Bourdieu (2007a) afirma que o pesquisador não tem qualquer possibilidade de estar à altura do seu objeto. Pelo menos no tocante a este trabalho, essa premissa é verdadeira. Pois uma das emoções vivenciadas durante esse processo, foi o grau de satisfação e o agradecimento que alguns entrevistados manifestavam por terem sido lembrados para dar seus depoimentos. É o que mostra a fala de Euza Cavalcante da UNIR:

Eu espero muito que você tenha sucesso em mostrar a nossa realidade para as pessoas.4

Apesar de ler em Thompson (2002) acerca dos efeitos que os relatos orais causam nos entrevistados e em Bourdieu (2007a, p.704) sobre o fato dos entrevistados parecerem aproveitar a situação como uma oportunidade excepcional para testemunhar, se fazer ouvir, “levar sua experiência da esfera privada para a esfera publica”, foi muito gratificante pra mim ouvir esses comentários dos entrevistados, pois me deram a certeza que o caminho investigativo que escolhi, estava correto.

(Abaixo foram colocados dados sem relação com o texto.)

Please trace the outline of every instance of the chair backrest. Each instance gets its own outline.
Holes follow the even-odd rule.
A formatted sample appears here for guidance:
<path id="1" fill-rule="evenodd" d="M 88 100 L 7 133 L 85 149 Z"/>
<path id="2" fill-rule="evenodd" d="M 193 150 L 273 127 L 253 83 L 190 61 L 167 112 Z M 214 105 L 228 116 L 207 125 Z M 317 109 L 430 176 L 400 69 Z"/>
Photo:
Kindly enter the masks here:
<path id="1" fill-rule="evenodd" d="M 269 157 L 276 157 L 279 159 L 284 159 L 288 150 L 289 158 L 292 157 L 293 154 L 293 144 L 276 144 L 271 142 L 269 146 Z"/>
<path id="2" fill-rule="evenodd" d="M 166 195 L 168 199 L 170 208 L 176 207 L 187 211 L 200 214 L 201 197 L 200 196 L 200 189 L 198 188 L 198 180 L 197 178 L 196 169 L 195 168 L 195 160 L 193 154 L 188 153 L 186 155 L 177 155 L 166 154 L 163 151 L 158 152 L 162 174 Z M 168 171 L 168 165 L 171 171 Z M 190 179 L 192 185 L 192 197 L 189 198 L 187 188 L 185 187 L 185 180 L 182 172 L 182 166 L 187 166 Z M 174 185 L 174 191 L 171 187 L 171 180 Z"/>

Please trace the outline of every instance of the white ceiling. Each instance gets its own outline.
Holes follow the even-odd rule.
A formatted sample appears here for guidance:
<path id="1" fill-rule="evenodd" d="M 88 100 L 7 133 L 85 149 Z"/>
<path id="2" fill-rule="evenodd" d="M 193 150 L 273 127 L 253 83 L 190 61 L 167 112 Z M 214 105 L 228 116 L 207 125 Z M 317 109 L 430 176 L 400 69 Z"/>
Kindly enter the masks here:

2 A CONSTRUÇAO DAS BIBLIOTECAS UNIVERSITÁRIAS NO BRASIL

Com vistas a investigar a gênese das estruturas e do habitus determinantes nas bibliotecas universitárias, faço uma incursão pela construção histórica das bibliotecas universitárias brasileiras, onde procuro compreender quais as políticas que mais tiveram impacto sobre o pensamento e as práticas dos profissionais que atuaram nessas bibliotecas, bem como sobre o seu cotidiano.

A análise tem como referência o recorte temporal da investigação e como pano de fundo os aspectos conjunturais predominantes entre os governos do regime militar e o fim do governo de Fernando Henrique Cardoso.